Wait, this is a security plugin, right?

Author: Voxel@Night

Comments

  1. I applaud your efforts in getting the word out. Though honestly, there are repercussions to your actions.

    Notification to the author and a reasonable period of time to respond would be the appropriate course of action before publishing– no matter how badly you feel the developer coded the app respectively.

  2. I do not agree, I informed a plugin provider of an exploit and they did not deal with it for over a year. Publishing it adds the sense of urgency required. Also it is important that Wordfence users are not lulled into a false sense of security. A lot of people pay for this plugin and even the free users give their data to the Wordfence which are then sold a version that uses that data. That is fair enought but it means code has to be top notch. Thanks to author, hope you continue to keep wordfence secure by pointing out these errors..

  3. I agree with Jim. You really should let the author know about security holes before you release a blog post. Short term it is a win to release bugs right away. You get to smack the author around a little and look smart doing it but long term when someone finds something that can’t be fixed quickly and releases it. There really just causing problems for the 2,986,426 people that have downloaded it not the author. At least give him or her a week (or even 24 hours) for the sake of the users that run it. No i don’t think you should wait very long. In this case the author was quick to fix it but i feel sorry for all the users that don’t understand php when there is a problem and there is no quick fix. It use to be that security was about protecting the users not slamming “sloppy” plugins. That sloppy plugin was still helping all the users that can’t code.
    David just because one plugin or even hundreds of them doesn’t fix security bugs doesn’t mean that everyone of them doesn’t. For some reason I don’t think this author got 1,717 5 star reviews by not fixing any bugs. Why don’t you contact this author of this post I’m sure he would be happy to post the security bug you found. I would even post the security bug.

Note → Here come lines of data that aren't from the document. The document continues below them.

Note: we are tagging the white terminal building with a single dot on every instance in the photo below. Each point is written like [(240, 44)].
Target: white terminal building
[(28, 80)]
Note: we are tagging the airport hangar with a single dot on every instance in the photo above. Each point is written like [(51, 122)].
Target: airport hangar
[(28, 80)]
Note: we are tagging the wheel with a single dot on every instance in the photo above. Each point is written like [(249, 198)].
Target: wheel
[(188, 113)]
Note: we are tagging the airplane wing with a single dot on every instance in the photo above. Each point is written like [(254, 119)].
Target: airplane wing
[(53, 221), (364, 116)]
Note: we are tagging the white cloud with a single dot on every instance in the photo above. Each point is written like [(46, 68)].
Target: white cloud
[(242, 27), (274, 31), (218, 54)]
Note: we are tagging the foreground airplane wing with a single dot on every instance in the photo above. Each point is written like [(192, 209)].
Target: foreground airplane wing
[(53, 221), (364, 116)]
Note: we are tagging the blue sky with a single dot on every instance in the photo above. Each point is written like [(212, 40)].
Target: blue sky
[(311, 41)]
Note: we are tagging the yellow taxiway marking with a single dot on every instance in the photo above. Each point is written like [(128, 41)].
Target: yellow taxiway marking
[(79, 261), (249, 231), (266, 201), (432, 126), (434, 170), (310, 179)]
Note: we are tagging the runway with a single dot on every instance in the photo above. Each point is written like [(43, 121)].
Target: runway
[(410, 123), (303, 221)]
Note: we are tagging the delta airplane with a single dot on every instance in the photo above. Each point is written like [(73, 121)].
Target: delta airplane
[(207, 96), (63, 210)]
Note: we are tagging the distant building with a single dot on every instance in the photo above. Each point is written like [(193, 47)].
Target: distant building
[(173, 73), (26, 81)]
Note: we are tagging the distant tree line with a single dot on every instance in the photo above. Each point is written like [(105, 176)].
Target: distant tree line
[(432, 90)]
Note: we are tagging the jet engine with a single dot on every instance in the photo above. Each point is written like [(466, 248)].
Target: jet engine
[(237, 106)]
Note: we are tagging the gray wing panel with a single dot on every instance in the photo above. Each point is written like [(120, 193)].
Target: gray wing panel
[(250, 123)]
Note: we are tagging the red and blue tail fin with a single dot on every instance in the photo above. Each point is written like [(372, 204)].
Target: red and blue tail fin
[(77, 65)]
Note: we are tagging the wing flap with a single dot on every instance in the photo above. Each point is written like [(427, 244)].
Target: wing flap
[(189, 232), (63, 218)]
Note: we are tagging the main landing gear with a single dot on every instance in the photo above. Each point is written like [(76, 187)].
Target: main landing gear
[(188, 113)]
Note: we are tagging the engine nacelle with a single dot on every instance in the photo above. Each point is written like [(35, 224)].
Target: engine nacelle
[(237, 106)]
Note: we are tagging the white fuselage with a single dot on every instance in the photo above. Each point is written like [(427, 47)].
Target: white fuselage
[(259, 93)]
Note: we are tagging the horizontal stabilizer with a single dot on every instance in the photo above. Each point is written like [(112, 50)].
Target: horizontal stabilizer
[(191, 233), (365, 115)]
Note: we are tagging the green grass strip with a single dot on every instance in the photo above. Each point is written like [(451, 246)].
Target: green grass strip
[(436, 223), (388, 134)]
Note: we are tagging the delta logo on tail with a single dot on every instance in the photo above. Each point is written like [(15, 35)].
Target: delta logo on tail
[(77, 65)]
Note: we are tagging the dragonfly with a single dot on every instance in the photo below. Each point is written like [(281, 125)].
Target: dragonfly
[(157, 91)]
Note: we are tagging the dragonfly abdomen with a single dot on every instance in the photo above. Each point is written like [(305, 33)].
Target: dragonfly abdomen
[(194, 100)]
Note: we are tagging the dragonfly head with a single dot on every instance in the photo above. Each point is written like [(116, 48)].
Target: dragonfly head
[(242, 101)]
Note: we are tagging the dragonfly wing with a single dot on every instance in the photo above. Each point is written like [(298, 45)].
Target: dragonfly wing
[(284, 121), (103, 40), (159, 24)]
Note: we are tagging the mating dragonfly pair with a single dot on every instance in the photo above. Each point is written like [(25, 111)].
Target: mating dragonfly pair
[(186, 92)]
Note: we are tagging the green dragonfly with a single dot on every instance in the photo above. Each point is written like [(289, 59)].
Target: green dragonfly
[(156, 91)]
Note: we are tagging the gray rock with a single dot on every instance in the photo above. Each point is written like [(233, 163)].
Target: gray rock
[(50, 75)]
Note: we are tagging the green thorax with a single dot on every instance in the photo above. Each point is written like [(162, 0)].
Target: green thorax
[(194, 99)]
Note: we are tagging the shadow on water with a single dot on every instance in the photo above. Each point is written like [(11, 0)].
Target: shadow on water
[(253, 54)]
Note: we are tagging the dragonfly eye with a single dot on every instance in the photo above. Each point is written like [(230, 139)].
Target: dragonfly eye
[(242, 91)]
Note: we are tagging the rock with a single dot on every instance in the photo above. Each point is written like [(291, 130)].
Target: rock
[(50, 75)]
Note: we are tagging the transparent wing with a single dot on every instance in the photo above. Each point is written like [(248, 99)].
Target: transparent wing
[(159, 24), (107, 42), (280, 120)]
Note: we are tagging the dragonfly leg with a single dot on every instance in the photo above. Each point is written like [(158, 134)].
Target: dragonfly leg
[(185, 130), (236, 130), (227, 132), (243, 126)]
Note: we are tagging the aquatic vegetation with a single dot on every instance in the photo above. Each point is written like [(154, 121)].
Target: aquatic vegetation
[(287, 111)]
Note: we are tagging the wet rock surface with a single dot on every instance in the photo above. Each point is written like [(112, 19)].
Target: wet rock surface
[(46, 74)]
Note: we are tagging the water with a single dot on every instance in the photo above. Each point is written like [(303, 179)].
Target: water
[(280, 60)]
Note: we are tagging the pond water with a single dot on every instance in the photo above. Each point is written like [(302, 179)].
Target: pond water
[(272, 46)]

I think 30 days with no response or fix would be more then reasonable but please don’t wait a year. The users need someone to speak up and to say something if the author won’t fix the security hole so they can move away from that plugin.

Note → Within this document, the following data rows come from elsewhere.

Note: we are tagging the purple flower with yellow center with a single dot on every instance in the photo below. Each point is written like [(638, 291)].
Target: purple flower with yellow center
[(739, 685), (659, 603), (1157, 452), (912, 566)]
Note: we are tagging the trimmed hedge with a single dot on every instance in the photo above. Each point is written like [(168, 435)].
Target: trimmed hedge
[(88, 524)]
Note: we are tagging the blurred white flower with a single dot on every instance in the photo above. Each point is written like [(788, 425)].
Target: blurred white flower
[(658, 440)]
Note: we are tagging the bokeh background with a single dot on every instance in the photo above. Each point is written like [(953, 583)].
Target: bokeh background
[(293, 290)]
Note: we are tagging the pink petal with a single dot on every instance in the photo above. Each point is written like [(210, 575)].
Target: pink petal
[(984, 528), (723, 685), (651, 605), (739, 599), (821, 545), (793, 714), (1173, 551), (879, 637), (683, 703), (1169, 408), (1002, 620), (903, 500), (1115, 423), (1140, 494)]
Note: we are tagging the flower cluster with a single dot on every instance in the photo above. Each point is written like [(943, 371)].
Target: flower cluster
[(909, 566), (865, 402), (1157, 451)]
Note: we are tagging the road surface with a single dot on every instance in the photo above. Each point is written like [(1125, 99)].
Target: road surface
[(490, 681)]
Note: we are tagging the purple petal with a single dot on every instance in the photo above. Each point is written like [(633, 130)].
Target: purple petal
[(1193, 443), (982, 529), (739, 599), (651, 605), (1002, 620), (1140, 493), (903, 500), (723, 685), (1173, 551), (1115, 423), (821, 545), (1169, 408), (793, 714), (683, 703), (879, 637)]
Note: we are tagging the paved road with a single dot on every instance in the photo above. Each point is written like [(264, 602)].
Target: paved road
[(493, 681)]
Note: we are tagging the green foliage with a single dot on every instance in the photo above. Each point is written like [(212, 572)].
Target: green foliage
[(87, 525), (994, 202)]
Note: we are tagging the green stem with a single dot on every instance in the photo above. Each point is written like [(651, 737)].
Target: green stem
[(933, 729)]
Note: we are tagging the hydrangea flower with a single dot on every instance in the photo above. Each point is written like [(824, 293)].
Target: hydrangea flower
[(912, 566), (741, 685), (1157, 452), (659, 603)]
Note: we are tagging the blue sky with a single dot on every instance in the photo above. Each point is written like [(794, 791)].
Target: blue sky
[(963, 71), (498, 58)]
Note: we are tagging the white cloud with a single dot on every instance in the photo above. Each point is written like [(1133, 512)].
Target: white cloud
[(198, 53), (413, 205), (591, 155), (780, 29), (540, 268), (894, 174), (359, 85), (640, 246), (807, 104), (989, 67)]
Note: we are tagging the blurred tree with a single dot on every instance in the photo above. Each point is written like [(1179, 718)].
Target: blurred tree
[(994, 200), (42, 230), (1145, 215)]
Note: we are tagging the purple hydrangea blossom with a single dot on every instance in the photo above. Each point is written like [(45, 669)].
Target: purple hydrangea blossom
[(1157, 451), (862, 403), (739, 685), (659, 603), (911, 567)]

  4. This is not some free open source plug-in, they want money for it, they sell it as being a professionally developed product. If the code is indeed this sloppy then the OP had every write to post this and I more than applaud him, I shame you for not applauding him!!!

  5. [WORDFENCE 5.3.4 –> lib/wfLog.php]

    public function logHitOK(){
    if(stristr($_SERVER[‘REQUEST_URI’], ‘wp-admin/admin-ajax.php’)){ return false; } //Don’t log wordpress ajax requests.
    if(is_admin()){ return false; } //Don’t log admin pageviews
    if(isset($_SERVER[‘HTTP_USER_AGENT’])){
    if(preg_match(‘/WordPress\/’ . $this->wp_version . ‘/i’, $_SERVER[‘HTTP_USER_AGENT’])){ return false; } //Ignore requests generated by WP UA.
    }

  6. Our sites have been hammered by requests appended with admin-ajax, and after a month of fruitless searching I know why.

    In general, I notify WP plugin developers of potential security breaches privately, but in this case, Voxel is correct. A security plugin should be written with security in mind. Certainly some holes are just hard to think of, but you would have thought that pentesting would have revealed them.

    Also, one other major problem with Wordfence is that ‘live traffic logging’ is enabled by default.
    This creates huge loads on servers running multiple sites with multiple Wordfence plugins. We had a high-load issue for months and months. We never thought it would have come from a security plugin. It was literally the last thing we looked at.

    But, seriously, amazing how you deconstructed all this so easily.